Há muito conhecido por desempenhos improvisados e voláteis no palanque, o ex-presidente Donald Trump tende agora a terminar seus comícios em tom solene.
Música suave e meditativa soa no recinto conforme o silêncio toma conta da multidão. A entonação da voz de Trump se torna cerimoniosa e sóbria. Muitos apoiadores fecham os olhos e baixam as cabeças. Outros levantam as palmas das mãos ou murmuram como se estivessem rezando.
Nesse momento, a plateia de Trump é sua congregação, e o ex-presidente, seu pastor — que pronuncia uma fala final de aproximadamente 15 minutos similar ao chamado evangélico ao altar, a tradição emocional que conclui certos serviços religiosos cristãos com os fiéis dando testemunhos expressando seu compromisso com o Salvador.
“A grande maioria silenciosa está surgindo como nunca — e sob nossa liderança”, recita Trump lendo o texto em um teleprompter, em uma versão típica desse roteiro. “Nós rezaremos a Deus por nossa força e liberdade. Rezaremos a Deus e rezaremos com Deus. Somos um só movimento, um povo, uma família e uma gloriosa nação sob os olhos de Deus.”
O ritual meditativo pode parecer incongruente com o estridente epicentro do movimento conservador do país, mas a doutrina política de Trump se sobressai como um dos exemplos mais marcantes da transformação do Partido Republicano em uma Igreja Trumpista.
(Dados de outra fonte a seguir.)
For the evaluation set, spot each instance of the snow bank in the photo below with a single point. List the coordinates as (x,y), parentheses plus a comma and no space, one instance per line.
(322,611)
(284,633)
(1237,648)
A insistência do trumpismo na busca por devoção e fidelidade absoluta pode ser vista em todos os níveis do partido, do Congresso ao Comitê Nacional Republicano, ao eleitorado de base.
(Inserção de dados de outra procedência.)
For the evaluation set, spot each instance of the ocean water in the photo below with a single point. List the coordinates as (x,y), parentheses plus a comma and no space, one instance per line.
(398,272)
A capacidade de Trump de transformar a paixão de seus apoiadores em piedade é crucial para entender como ele segue sendo o líder republicano incontestável apesar de levar seu partido a repetidos fracassos políticos, e ao mesmo tempo que enfrenta dezenas de acusações de violações em quatro processos criminais. Seu sucesso em retratar esses indiciamentos como perseguições — e alertar, falsamente, que seus apoiadores poderão ser os próximos — alimentou o entusiasmo por sua pré-candidatura e o colocou, novamente, em posição de capturar a Casa Branca.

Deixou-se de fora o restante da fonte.